On the other hand, I also know several financially successful people through work and organizations I'm a member of. Quite a few of them have a range of minor-to-medium charges and convictions. DUIs, drug possession, credit card fraud, petty theft. Most of them grew up with money yet have a criminal record.

So my assertion is that growing up with money causes crime because everyone I know who was on social assistance is as pure as the driven snow and everyone I know who grew up with money has committed crimes. Heck, my assertion is even backed up by being a recurring theme in news. Just watch CNBC for 10 minutes.

Heuristics are good for algorithmic performance, not as good for judging human beings
I don't know if you can say "welfare dependence causes crime". What you could say is that there are those who commit crime that take advantage of welfare, that is, they abuse its availability.

I know of those who abuse welfare payments because they are incapable of doing honest work - they would rather rort a system than put in an honest days work. Yet there are many other who cannot get such help when they truly need it. These are the one that fall through the cracks and I have seen some of those turn to criminal activity because they don't see any other way.

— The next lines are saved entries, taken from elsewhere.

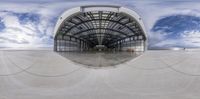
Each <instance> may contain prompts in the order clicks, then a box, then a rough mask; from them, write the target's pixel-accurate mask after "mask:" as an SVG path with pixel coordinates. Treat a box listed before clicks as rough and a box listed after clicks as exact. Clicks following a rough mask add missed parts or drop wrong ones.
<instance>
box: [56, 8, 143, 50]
mask: <svg viewBox="0 0 200 99" xmlns="http://www.w3.org/2000/svg"><path fill="white" fill-rule="evenodd" d="M54 35H55V41H58V40H62V41H59V42H60V46H63V45H65V46H68V45H66V44H64V43H63V42H64V41H74V42H77V43H78V45H77V44H75V46H79V47H80V46H83V48H84V49H86V48H93V47H95V46H96V45H104V46H106V47H108V48H115V47H116V46H119V43H120V42H121V43H122V42H126V41H127V40H128V41H136V40H144V41H146V39H147V37H146V32H145V28H144V24H143V22H142V19H141V17H140V16H139V15H138V14H137V13H136V12H134V11H133V10H130V9H127V8H123V7H120V6H108V5H90V6H81V7H77V8H72V9H70V10H67V11H66V12H64V13H63V14H62V15H61V16H60V18H59V20H58V22H57V24H56V27H55V31H54ZM127 38H128V39H127ZM63 40H64V41H63ZM81 42H82V43H81ZM56 43H57V42H56ZM71 45H74V44H71ZM55 46H58V44H55ZM120 46H121V45H120ZM55 50H57V48H55Z"/></svg>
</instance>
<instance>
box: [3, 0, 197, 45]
mask: <svg viewBox="0 0 200 99" xmlns="http://www.w3.org/2000/svg"><path fill="white" fill-rule="evenodd" d="M90 4H114V5H120V6H124V7H127V8H129V9H132V10H135V11H136V12H138V13H139V14H140V15H141V17H142V19H143V21H144V23H145V26H146V29H147V34H148V43H149V44H148V46H149V48H155V47H156V48H157V47H161V48H163V47H164V48H165V47H200V1H199V0H162V1H161V0H1V1H0V47H52V46H53V29H54V26H55V23H56V21H57V18H58V16H59V15H61V14H62V12H64V11H65V10H67V9H70V8H73V7H77V6H81V5H90Z"/></svg>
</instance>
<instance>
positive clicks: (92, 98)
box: [0, 50, 200, 99]
mask: <svg viewBox="0 0 200 99" xmlns="http://www.w3.org/2000/svg"><path fill="white" fill-rule="evenodd" d="M78 55H79V54H78V53H75V54H73V55H70V58H69V57H63V56H62V55H60V54H58V53H55V52H53V51H44V50H43V51H39V50H37V51H12V50H10V51H6V50H4V51H0V82H1V83H0V99H66V98H67V99H199V97H200V65H199V64H200V61H199V55H200V51H187V50H185V51H184V50H182V51H169V50H162V51H147V52H145V53H144V54H142V55H140V56H138V57H136V58H135V56H131V57H129V56H127V55H126V54H125V53H121V56H122V57H120V53H118V54H116V55H115V54H110V55H108V56H106V54H102V53H101V54H95V55H93V54H90V55H87V54H84V55H83V57H82V56H80V55H79V56H80V57H76V56H78ZM99 55H100V56H99ZM97 56H98V57H99V58H102V59H101V60H102V62H101V64H104V65H107V64H112V63H114V64H115V68H107V67H102V68H88V67H87V66H85V65H87V64H84V65H80V64H81V63H83V62H86V63H90V61H89V60H90V59H92V58H93V59H95V58H96V57H97ZM115 57H118V58H115ZM123 58H125V61H124V60H123ZM110 59H111V60H110ZM112 59H114V60H112ZM120 59H122V60H123V62H119V63H117V64H116V62H117V60H120ZM73 60H79V63H76V61H73ZM85 60H87V61H85ZM107 60H109V61H107ZM96 61H98V60H96ZM96 61H95V62H96ZM95 62H94V61H93V62H92V63H93V64H95ZM97 64H99V63H96V66H97Z"/></svg>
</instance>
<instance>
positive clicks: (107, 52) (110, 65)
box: [58, 52, 143, 68]
mask: <svg viewBox="0 0 200 99" xmlns="http://www.w3.org/2000/svg"><path fill="white" fill-rule="evenodd" d="M58 53H59V54H60V55H61V56H63V57H65V58H67V59H69V60H71V61H73V62H75V63H78V64H82V65H84V66H87V67H91V68H99V67H114V66H116V65H119V64H122V63H124V62H127V61H130V60H132V59H134V58H136V57H138V56H140V55H141V54H142V53H143V52H58Z"/></svg>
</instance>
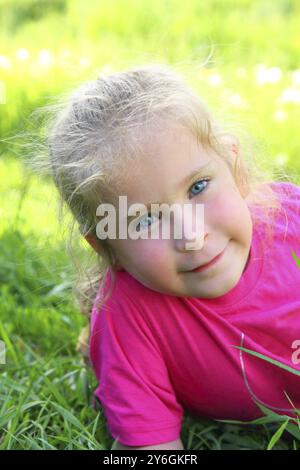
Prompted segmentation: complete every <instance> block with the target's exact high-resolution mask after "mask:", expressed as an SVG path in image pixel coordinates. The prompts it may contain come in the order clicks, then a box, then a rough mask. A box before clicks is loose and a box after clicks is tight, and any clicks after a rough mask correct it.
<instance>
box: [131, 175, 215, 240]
mask: <svg viewBox="0 0 300 470" xmlns="http://www.w3.org/2000/svg"><path fill="white" fill-rule="evenodd" d="M202 183H206V184H205V186H204V189H203V186H202ZM208 184H209V180H207V179H203V180H199V181H196V182H195V183H194V184H193V185H192V186H191V188H193V187H195V188H196V194H193V196H197V195H198V194H201V193H202V192H203V191H204V190H205V189H206V187H207V186H208ZM201 189H202V190H201ZM151 218H154V219H155V218H156V220H159V219H160V215H157V214H154V215H153V214H151V212H149V213H148V214H147V215H146V216H144V217H142V218H141V219H140V222H139V223H138V224H137V226H136V228H137V230H138V231H141V230H146V229H148V228H149V227H151V226H152V225H153V223H155V220H154V222H152V223H151V222H150V224H149V223H148V221H147V219H148V220H149V219H151Z"/></svg>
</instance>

Many years ago, I had the "pleasure" of dealing with someone on welfare. They wanted to see our pastor and were wanting to obtain some monies. Ostensibly for putting fuel into their vehicle.

I offered to help and took them back to my place and got a twenty litre jerry can of fuel that I had. I took them and the fuel back to their place and emptied it into their car fuel tank. My observations of them lead me to the conclusion that their financial help request was bogus. They were not enthused that they had received practical help (fuel) instead of currency.

I went to this effort to test them and the veracity of their story. Never saw them again. I shared this with the then pastor and he laughed that I had had the nowse to test the person's story. He had seen that person previously on a number of occasions.

Since then, it has been policy to help people practically by giving the actual things like food, etc, rather than monies. This always results in one of two things, grateful acceptance or ungratefulness.

I'm nearly blind but no one else in my family is. So obviously eyesight isn't heriditary...

A single counterexample doesn't negate a discussion about probabilities and populations. I can find plenty of women taller than me, but I'm still taller than the average women (I'm a perfectly average height man). But my 6'4" female friend is not a counterexample to the claim that men tend to be taller than women, nor is my 5'2" male friend a counterexample from the opposite end.

You'll need more examples to go from anecdote to data and to show a countertrend.

Way to strawman with a first sentence. I know how a bell-curve works

My family is very large. Most aren't criminals even though we have had two very horrendous individuals.

I am sorry I just don't believe it. Even more of my iffy friends and family stopped doing things like cash in hand work and benefit fraud once they were rich enough not to bother.

It is a simply a function of circumstances and upbringing and nothing more. There might be a genetic component but I suggest that component is being more of an opportunist than actual thievery.

Happens where I have lived: New Zealand and Australia. But I can never figure it out: which one causes which?

Being on welfare closes a vast amount of opportunities to people, which causes many to turn to crime.

Bring a criminal closes a vast amount of opportunities to people, which causes people to turn to welfare.

Actually, speaking of Australia - as 20% of Australians are apparently descended from convicts shipped there from the UK shouldn't Austrialia be suffering from terrible levels of crime?